Le retour? Si les Russes partent. "Je ne veux pas vivre à l'ombre du drapeau russe. Je veux vivre dans un pays libre. Je veux que mes enfants soient libres", dit-elle.

A bord, un traducteur leur décrit les étapes du voyage à venir et les "Slava Ukraini", "Gloire à l'Ukraine" fusent, suivis d'applaudissements nourris quand l'avion décolle.

- "Plus de projet" -

Olena, 45 ans, qui préfère ne pas donner son nom de famille, espère "que la Suisse pourra offrir une vie confortable" comme celle qu'elle a laissé derrière elle à Tchernihiv, près de la frontière avec le Bélarus.
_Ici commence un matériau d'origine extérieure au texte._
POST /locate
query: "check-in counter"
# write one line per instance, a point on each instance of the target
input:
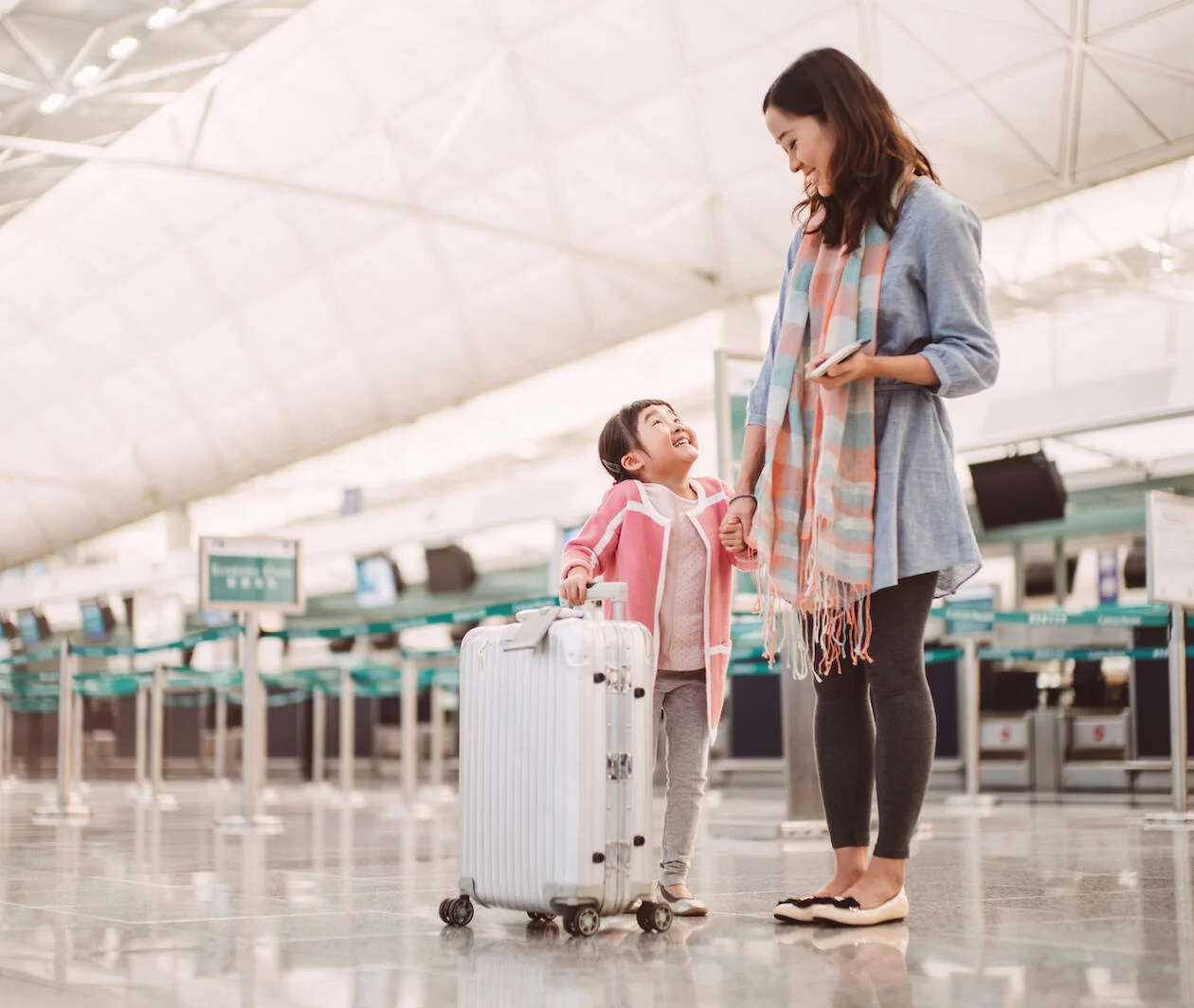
(1004, 747)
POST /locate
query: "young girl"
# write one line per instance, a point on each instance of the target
(658, 531)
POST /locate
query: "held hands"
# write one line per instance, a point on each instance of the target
(735, 527)
(574, 587)
(733, 536)
(858, 366)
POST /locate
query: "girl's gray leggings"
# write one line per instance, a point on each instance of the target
(876, 729)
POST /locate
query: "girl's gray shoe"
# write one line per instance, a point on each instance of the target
(683, 906)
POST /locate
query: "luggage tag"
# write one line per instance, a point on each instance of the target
(533, 630)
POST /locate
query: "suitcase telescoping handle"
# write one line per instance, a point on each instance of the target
(536, 623)
(619, 592)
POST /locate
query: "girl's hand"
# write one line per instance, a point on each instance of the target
(740, 512)
(733, 537)
(574, 587)
(858, 366)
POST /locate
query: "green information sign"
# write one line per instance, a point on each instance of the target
(249, 573)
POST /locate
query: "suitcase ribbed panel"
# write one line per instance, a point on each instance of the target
(536, 802)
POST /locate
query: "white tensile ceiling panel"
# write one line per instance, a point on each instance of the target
(379, 209)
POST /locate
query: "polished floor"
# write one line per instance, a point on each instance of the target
(1028, 906)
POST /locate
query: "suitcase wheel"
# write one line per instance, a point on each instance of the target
(582, 922)
(655, 916)
(458, 912)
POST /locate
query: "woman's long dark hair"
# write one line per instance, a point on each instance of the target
(872, 153)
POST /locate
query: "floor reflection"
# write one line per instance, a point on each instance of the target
(1029, 906)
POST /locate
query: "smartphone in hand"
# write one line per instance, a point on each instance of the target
(844, 353)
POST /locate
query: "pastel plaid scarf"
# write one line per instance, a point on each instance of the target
(814, 527)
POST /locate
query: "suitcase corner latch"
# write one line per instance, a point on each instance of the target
(619, 765)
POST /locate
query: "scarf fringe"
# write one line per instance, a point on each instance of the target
(830, 619)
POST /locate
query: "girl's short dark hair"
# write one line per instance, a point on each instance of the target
(621, 435)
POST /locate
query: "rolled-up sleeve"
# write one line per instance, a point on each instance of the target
(756, 406)
(961, 344)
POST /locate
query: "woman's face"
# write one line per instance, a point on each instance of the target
(808, 143)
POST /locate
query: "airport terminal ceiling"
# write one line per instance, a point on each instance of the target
(348, 214)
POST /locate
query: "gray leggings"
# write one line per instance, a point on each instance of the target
(881, 737)
(680, 700)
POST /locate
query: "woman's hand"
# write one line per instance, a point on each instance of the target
(735, 527)
(858, 366)
(574, 587)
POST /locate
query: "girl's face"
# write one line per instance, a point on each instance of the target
(808, 142)
(669, 444)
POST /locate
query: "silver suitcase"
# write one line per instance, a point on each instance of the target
(555, 769)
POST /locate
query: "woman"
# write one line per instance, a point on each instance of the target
(848, 477)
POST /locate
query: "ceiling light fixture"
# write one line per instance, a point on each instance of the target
(161, 18)
(124, 48)
(86, 76)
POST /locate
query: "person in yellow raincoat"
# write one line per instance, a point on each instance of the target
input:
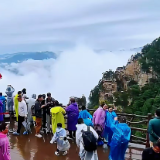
(16, 104)
(57, 113)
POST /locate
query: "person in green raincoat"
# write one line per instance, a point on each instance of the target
(57, 113)
(16, 104)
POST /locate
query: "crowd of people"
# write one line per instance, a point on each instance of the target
(48, 116)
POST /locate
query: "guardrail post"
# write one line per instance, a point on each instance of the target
(147, 135)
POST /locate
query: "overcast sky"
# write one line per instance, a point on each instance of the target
(38, 25)
(76, 27)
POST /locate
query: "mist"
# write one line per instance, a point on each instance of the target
(73, 73)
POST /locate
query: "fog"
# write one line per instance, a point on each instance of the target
(73, 73)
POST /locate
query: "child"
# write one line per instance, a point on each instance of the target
(60, 137)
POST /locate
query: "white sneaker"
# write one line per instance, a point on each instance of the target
(65, 153)
(38, 135)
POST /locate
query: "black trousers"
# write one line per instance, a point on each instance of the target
(20, 120)
(72, 134)
(44, 118)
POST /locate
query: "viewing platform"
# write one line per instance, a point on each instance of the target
(29, 147)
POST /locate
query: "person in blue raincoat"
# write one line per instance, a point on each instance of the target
(120, 139)
(110, 115)
(86, 116)
(3, 100)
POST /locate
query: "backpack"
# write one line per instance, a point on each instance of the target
(33, 110)
(89, 141)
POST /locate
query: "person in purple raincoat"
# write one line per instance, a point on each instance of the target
(4, 143)
(99, 117)
(72, 114)
(1, 111)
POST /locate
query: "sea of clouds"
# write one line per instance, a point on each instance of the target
(73, 73)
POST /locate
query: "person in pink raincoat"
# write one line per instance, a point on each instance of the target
(4, 143)
(99, 117)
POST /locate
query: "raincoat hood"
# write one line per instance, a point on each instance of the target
(80, 126)
(74, 104)
(2, 135)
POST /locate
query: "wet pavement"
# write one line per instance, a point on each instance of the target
(29, 147)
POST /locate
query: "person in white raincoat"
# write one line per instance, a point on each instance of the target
(31, 101)
(84, 155)
(63, 144)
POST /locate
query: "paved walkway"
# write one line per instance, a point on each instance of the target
(29, 147)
Elle montre sur son téléphone des photos d'une bombe enfoncée dans un terrain de jeux près de l'école de son fils de 15 ans, et qui n'a pas explosé.

L'école a été détruite. L'adolescent confie qu'il voulait étudier l'informatique mais maintenant il n'a "plus de projet".
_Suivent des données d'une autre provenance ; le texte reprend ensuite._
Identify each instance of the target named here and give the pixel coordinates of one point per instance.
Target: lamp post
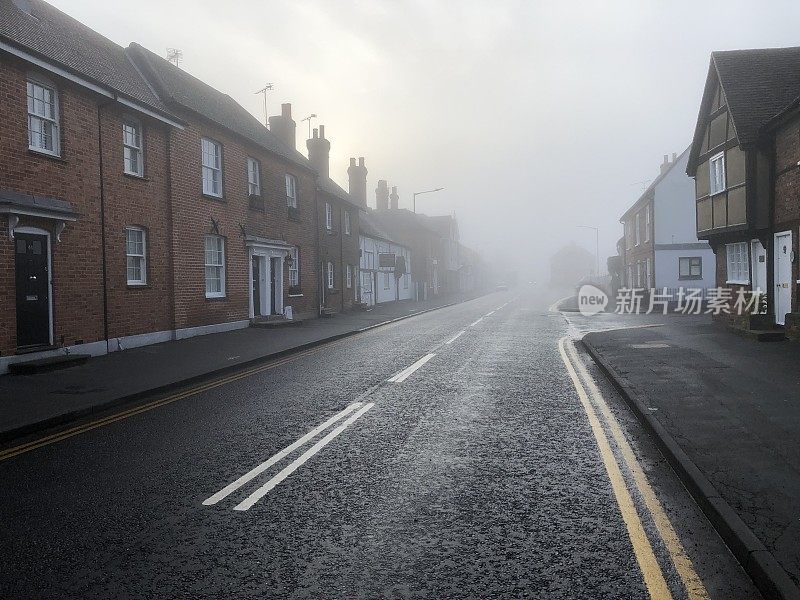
(425, 192)
(596, 247)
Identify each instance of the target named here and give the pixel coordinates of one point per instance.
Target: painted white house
(380, 257)
(660, 248)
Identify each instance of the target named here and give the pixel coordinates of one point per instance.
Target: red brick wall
(77, 293)
(192, 213)
(787, 189)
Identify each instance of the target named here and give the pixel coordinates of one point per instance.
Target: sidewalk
(30, 403)
(729, 407)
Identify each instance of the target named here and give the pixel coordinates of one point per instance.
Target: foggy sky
(535, 116)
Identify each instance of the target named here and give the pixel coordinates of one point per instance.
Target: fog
(534, 116)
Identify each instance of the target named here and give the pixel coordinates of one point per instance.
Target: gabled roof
(648, 194)
(56, 38)
(176, 85)
(759, 84)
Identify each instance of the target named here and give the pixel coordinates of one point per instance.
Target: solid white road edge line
(255, 472)
(265, 489)
(406, 373)
(455, 337)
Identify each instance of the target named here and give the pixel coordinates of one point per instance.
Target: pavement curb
(9, 437)
(759, 563)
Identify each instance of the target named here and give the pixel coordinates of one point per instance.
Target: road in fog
(460, 453)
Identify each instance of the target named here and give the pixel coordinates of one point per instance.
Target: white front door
(783, 276)
(759, 254)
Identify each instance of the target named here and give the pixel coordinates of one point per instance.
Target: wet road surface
(472, 452)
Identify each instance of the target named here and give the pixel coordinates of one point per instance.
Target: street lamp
(596, 247)
(425, 192)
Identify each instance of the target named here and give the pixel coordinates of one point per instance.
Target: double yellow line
(136, 410)
(653, 575)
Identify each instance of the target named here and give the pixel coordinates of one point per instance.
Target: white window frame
(737, 256)
(132, 148)
(253, 177)
(211, 167)
(294, 268)
(41, 117)
(140, 257)
(217, 263)
(291, 190)
(716, 185)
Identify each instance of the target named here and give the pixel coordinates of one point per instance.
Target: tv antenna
(175, 56)
(267, 88)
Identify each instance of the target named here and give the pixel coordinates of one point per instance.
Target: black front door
(33, 290)
(256, 286)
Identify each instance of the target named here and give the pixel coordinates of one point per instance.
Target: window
(43, 133)
(135, 249)
(738, 263)
(690, 267)
(212, 168)
(717, 173)
(253, 177)
(215, 266)
(294, 269)
(132, 148)
(291, 191)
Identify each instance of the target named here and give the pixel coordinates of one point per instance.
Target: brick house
(660, 248)
(338, 216)
(745, 158)
(83, 189)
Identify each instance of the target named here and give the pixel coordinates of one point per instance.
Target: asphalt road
(477, 472)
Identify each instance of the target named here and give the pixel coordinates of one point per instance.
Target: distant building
(571, 264)
(660, 247)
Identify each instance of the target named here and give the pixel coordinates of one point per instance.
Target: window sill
(54, 157)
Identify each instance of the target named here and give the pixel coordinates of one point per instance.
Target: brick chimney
(382, 195)
(284, 127)
(358, 181)
(319, 153)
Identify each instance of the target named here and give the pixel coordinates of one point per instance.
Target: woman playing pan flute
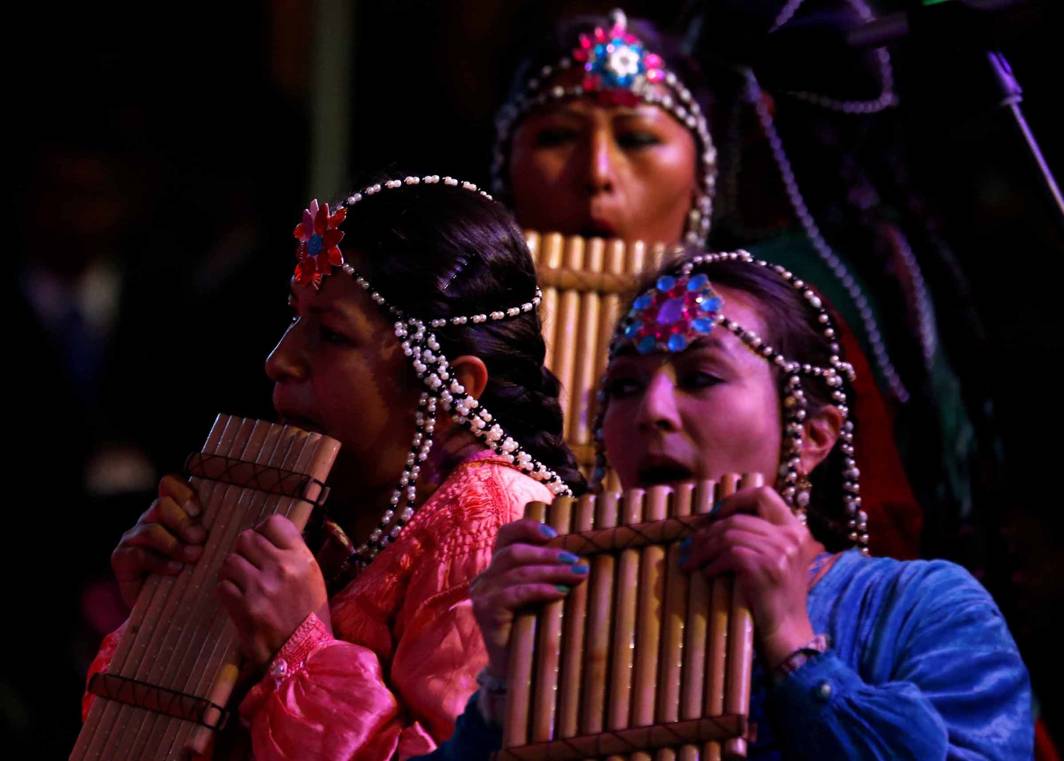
(414, 320)
(729, 364)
A l'arrivée à Zurich, le périple n'est pas tout à fait terminé. Il faut encore se rendre dans différents points d'accueils.

Deux douzaines de réfugiés vont dans un ancien foyer pour enfants à Mumliswil-Ramiswil dans le canton de Soleure, là même où Guido Fluri a passé une partie de son enfance.

Depuis, le philanthrope a acheté le foyer et l'a transformé en mémorial en hommage aux enfants placés.

Il a été frappé "par le soulagement" sur les visages alors qu'il leur servait de la soupe et du pain.

C'est une expérience très forte de pouvoir "aider à mettre en sécurité des gens qui ont dû fuir, qui ont craint la mort et sur lesquels on a tiré", dit-il.

Ces réfugiés viennent s'ajouter aux quelque 13.000 Ukrainiens répertoriés en Suisse mercredi.

Mais la peur a aussi été du voyage. Alona Chevchenko était policière à Kiev. "Aujourd'hui j'ai peur. Je pleure beaucoup", avoue-t-elle.

Son mari est resté à défendre la capitale. Ses parents, son frère et le chien, sont aussi restés.